Councillors clash with chief executive over plans to reform directors of services’ roles
Rancour over reform of directors of services’ role
Anton McNulty
Members of Mayo County Council are unhappy with their chief executive’s decision to restructure the role of the county’s directors of services.
Under the proposed structures, which will be trialled over the next year, directors of services will no longer oversee the day-to-day running of the municipal districts. This responsibility will be given to local area managers, to be assigned. The six existing directors of services will then operate under the chief executive, Peter Hynes, and various local area managers will operate under the directors.
The county councillors were almost universally against the proposal at last week’s monthly meeting of Mayo County Council, arguing that they feel it will take powers away from the municipal districts.
Under the current structure, each municipal district is under the remit of a director of services. Many councillors are urging Mr Hynes not to take a Director of Services away from each district.
Trial will go ahead
However, Mr Hynes said the new system’s trial would go ahead, and he dismissed suggestions that each district always had a dedicated director of services.
He explained that when he was a director of services, he shared the role between the old Westport and Belmullet Electoral Areas and was also responsible for housing and Traveller accommodation.
“What we need to do is get the decision-making authority pushed up to a level which can be accessed in the municipal district … Whether you call that person a Director of Services and the person he or she reports to a Super Director of Services, I don’t care. The authority to make the decisions on the ground is needed … We then make best use of the time and skill sets of people through this organisation. It will give people a chance at other levels to take on responsibility and express their own potential,” he said.
His response was not met with enthusiasm by many councillors, who again brought up the issue of power being taken away from the municipal districts. The municipal districts were introduced after the local elections in 2014, and councillors were informed they would have more power and autonomy.
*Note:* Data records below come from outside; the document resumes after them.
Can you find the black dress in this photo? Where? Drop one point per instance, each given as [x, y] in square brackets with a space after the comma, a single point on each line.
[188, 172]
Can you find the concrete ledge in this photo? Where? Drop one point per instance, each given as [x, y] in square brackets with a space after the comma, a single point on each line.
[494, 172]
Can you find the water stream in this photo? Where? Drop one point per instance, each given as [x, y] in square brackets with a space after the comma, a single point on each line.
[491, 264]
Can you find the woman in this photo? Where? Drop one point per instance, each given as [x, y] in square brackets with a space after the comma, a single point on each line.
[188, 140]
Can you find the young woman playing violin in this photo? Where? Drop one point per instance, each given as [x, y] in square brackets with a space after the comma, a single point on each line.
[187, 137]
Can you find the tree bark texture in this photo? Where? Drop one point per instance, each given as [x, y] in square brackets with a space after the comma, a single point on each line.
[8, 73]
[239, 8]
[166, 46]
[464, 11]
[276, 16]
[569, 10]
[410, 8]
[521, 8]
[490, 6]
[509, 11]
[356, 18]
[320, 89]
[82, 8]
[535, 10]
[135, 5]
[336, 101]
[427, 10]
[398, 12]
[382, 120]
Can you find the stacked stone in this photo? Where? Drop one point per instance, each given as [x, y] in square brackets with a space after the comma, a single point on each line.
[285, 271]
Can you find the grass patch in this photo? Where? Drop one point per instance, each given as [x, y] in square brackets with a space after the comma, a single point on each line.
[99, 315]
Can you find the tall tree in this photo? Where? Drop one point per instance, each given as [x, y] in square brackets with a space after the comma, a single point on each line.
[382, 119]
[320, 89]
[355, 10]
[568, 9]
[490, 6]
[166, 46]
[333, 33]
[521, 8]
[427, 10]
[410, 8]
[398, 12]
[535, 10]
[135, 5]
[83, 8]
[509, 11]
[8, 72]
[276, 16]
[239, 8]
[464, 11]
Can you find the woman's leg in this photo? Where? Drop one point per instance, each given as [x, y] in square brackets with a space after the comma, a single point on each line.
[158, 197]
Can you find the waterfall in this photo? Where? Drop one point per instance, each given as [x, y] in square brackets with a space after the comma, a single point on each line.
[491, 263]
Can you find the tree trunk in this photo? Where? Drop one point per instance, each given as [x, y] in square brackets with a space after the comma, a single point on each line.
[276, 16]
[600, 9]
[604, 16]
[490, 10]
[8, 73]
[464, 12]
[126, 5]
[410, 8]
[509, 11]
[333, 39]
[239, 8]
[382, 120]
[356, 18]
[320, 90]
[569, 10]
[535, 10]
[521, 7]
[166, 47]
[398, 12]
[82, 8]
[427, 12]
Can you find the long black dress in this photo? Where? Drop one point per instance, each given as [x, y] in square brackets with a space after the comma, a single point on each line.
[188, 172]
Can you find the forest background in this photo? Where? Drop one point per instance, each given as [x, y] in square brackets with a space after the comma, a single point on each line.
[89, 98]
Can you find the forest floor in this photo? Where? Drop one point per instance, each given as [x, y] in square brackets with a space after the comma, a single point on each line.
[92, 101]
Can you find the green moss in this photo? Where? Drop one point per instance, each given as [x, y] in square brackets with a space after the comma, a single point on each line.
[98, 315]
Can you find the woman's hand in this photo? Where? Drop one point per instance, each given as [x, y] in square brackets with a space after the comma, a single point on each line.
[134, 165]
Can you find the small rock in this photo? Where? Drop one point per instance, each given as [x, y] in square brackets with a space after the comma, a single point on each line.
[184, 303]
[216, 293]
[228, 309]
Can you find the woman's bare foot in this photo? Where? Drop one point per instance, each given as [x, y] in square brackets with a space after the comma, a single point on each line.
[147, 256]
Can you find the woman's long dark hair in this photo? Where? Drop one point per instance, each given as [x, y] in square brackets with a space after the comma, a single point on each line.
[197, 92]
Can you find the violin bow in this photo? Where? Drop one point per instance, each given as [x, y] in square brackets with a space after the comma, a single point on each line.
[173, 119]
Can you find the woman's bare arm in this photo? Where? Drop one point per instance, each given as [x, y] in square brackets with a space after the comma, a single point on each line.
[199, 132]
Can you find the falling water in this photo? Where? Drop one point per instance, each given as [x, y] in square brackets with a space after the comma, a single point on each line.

Crossmolina-based Fianna FΡil councillor Michael Loftus, who was elected in 2014, told the meeting he feels that since he became a councillor all the powers are being centralised to Castlebar.
“All I see is everything going to Castlebar, and when we want something we have to go to Castlebar to ask. One of the things we were to get with the municipal areas were powers to do work, and I do not see it.
Retrograde step
“I see this as a retrograde step, and I do not agree with us not having directors or whatever you want to call them. Every time we want discretionary money we have to fight and plead and negotiate here to get the money,” he said.
Independent councillor Richard Finn, who said he supported the creation of municipal districts, also criticised the removal of a director of services from each area.
“As a councillor I cannot imagine supporting anything less than what we have already in relation to a director of services. For the life of me, I can’t imagine how we are going to retract back to a lesser situation than we are now in,” he said.
Knockmore-based Independent Seamus Weir expressed his disappointment with Mr Hynes’s response given the ‘impassioned pleas’ from the councillors. He warned Mr Hynes that if he ‘pulls’ the Director of Services, they [councillors] will ‘deal with you afterwards’.
Mr Hynes replied that the decision was taken after a discussion last October, and that it will be reviewed once the trial has been running for a year.